# Pasadena ride with Bob Roll, 1/29



## Wolfman (Jun 15, 2005)

Not sure if I'm going to be able to swing this, but I saw the flyer at the gym tonight and thought I'd pass the info along.

What: Charity ride through Pasadena with Bob Roll.
Why: proceeds benefit the Frostig Center, a school/organization helping kids with learning disabilities.
When: Saturday, January 29, ride starts at 8am, meet and greet and events until 12:30pm.
Price: Uh... it's $100 to register, but it's for a good cause, right?
More info at: http://www.frostig.org OR http://www.frostig.org/pdf/BobFlyerLrgSd2.pdf

Keep the shiny side up...

-Jason


----------



## bigdraft (Nov 21, 2005)

Not to nit pick, but the 29th is on Sunday, not Saturday

It's a good event and the school does great work with kids who don't have it so easy


----------



## Wolfman (Jun 15, 2005)

*Well put...*




bigdraft said:


> Not to nit pick, but the 29th is on Sunday, not Saturday
> 
> It's a good event and the school does great work with kids who don't have it so easy


Nice catch... getting the day wrong is definitely grounds for a correction!
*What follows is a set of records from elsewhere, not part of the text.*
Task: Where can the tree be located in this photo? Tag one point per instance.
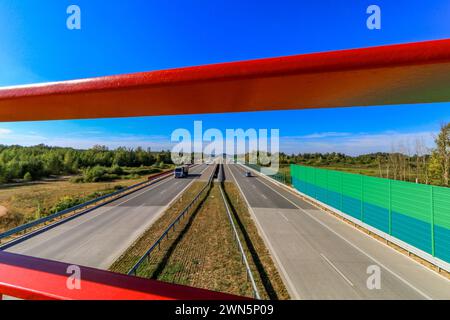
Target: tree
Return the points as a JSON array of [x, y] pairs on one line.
[[443, 152]]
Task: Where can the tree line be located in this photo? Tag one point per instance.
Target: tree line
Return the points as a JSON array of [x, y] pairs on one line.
[[32, 163], [407, 161]]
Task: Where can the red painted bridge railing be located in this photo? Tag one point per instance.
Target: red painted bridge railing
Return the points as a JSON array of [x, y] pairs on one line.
[[27, 277], [396, 74]]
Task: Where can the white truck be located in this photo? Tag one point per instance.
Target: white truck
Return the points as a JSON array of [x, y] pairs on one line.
[[181, 171]]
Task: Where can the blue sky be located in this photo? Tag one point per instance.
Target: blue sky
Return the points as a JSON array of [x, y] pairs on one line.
[[131, 36]]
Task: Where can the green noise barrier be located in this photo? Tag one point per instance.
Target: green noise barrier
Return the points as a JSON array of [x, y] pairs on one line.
[[416, 214]]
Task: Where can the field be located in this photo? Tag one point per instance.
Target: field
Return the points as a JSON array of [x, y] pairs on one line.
[[24, 202]]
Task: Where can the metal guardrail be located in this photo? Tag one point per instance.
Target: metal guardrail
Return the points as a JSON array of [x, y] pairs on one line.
[[133, 270], [256, 294], [279, 176], [51, 217]]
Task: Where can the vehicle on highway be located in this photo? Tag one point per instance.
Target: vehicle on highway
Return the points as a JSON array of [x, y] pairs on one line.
[[181, 171]]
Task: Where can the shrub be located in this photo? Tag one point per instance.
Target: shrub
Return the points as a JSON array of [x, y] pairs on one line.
[[27, 177]]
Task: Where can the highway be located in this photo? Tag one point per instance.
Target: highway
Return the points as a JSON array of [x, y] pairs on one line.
[[321, 257], [98, 238]]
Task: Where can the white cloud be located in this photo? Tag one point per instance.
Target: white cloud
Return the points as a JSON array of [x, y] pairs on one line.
[[324, 135], [358, 143]]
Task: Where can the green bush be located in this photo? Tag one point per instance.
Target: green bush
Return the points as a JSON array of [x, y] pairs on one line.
[[77, 179], [94, 174], [65, 203], [27, 177]]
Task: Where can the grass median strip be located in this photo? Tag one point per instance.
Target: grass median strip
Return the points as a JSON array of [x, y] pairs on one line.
[[266, 275], [142, 244]]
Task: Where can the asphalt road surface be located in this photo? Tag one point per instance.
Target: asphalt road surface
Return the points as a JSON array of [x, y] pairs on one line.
[[321, 257], [98, 238]]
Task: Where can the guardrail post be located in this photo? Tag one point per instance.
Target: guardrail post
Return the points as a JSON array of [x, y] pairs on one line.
[[390, 207], [432, 219]]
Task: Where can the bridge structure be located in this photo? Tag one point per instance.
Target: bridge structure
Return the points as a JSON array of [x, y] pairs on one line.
[[395, 74]]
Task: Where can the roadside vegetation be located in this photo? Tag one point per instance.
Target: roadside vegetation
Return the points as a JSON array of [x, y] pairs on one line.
[[409, 161], [40, 180], [25, 203], [24, 164]]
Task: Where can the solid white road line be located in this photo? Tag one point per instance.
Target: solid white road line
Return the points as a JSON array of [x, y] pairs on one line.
[[353, 245], [336, 269], [289, 284]]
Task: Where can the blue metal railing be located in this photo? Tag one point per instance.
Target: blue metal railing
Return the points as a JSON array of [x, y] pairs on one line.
[[241, 248], [279, 176], [133, 270]]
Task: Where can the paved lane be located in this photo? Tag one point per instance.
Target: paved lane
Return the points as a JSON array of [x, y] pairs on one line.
[[99, 237], [321, 257]]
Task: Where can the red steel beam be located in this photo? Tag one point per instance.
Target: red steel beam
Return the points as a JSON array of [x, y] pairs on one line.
[[395, 74], [27, 277]]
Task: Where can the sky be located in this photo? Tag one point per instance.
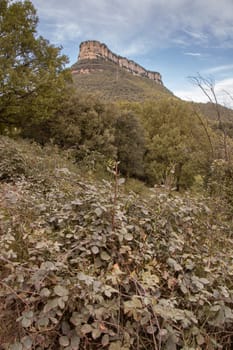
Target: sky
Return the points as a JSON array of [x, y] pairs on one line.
[[178, 38]]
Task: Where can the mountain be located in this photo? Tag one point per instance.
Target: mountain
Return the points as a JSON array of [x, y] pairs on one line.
[[114, 77]]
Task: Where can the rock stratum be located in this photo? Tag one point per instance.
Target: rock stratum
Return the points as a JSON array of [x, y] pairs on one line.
[[93, 50]]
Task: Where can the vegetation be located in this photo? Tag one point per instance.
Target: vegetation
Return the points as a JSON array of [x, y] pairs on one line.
[[32, 75], [159, 278], [115, 216]]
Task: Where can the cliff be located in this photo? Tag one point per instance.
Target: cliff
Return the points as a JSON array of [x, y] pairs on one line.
[[93, 50]]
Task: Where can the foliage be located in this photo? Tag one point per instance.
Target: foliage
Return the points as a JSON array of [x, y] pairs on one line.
[[220, 182], [177, 146], [160, 278], [130, 144], [83, 123], [32, 74]]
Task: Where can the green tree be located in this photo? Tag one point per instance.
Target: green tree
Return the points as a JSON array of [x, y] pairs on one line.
[[32, 71], [130, 144], [177, 145]]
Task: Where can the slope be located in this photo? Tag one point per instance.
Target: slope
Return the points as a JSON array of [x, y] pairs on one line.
[[113, 83]]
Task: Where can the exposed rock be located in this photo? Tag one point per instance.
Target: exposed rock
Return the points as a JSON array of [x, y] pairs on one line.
[[94, 50]]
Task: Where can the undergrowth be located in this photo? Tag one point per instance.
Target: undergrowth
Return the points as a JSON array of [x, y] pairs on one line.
[[159, 278]]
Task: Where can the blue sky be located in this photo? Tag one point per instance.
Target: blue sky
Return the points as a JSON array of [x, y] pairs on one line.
[[178, 38]]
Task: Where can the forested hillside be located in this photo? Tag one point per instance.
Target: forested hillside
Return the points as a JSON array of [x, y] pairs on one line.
[[115, 213]]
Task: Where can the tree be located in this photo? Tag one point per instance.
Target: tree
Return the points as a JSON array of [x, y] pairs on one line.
[[32, 71], [130, 144], [177, 145], [207, 86]]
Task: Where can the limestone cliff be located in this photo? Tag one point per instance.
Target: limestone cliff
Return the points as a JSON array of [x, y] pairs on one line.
[[94, 50]]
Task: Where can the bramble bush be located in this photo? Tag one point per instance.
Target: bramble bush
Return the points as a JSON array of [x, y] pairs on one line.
[[83, 269]]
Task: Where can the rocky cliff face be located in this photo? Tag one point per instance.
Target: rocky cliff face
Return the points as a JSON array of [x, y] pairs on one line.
[[94, 50]]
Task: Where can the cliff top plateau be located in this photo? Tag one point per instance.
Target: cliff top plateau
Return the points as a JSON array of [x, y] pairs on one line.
[[95, 51], [113, 77]]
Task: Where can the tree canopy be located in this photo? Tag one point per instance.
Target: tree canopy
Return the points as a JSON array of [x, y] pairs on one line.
[[32, 71]]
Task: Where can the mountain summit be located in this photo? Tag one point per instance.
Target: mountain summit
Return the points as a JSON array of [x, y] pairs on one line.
[[96, 51], [99, 70]]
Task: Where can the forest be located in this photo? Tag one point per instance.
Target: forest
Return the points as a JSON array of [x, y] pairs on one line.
[[115, 215]]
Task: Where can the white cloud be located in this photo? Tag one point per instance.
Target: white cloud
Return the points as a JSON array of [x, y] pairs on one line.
[[223, 90], [198, 54], [218, 69], [159, 22]]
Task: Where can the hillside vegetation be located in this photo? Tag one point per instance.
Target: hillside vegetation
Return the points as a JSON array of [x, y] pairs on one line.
[[115, 213], [87, 265], [114, 84]]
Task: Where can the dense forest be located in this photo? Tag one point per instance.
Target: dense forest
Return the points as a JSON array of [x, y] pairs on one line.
[[115, 214]]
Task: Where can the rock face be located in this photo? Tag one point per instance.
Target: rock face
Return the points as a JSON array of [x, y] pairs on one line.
[[94, 50]]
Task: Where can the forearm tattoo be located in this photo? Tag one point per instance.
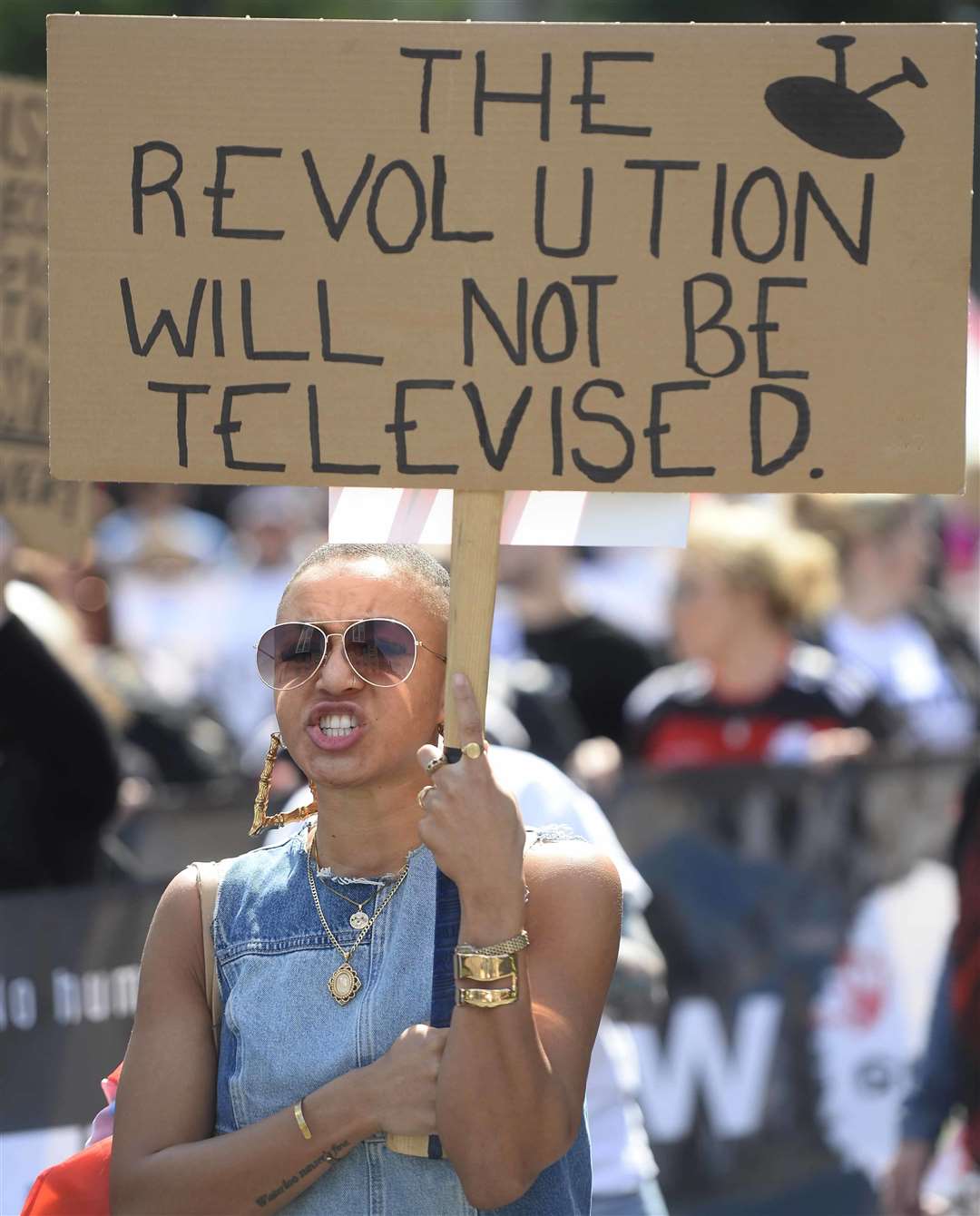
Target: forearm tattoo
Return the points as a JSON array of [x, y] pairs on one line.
[[326, 1158]]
Hopefully, the school will get a good turn-out for this event...


----------



## noslogan (Feb 13, 2005)

*I hope Bob*

I hope Bob noticed the Mom and Pop bike shop that TrekStore moved next to when he was here in SanDiego. 
Trek actually had the balls to move into the same complex let alone being able to toss a flatted tube from one shop to another.


----------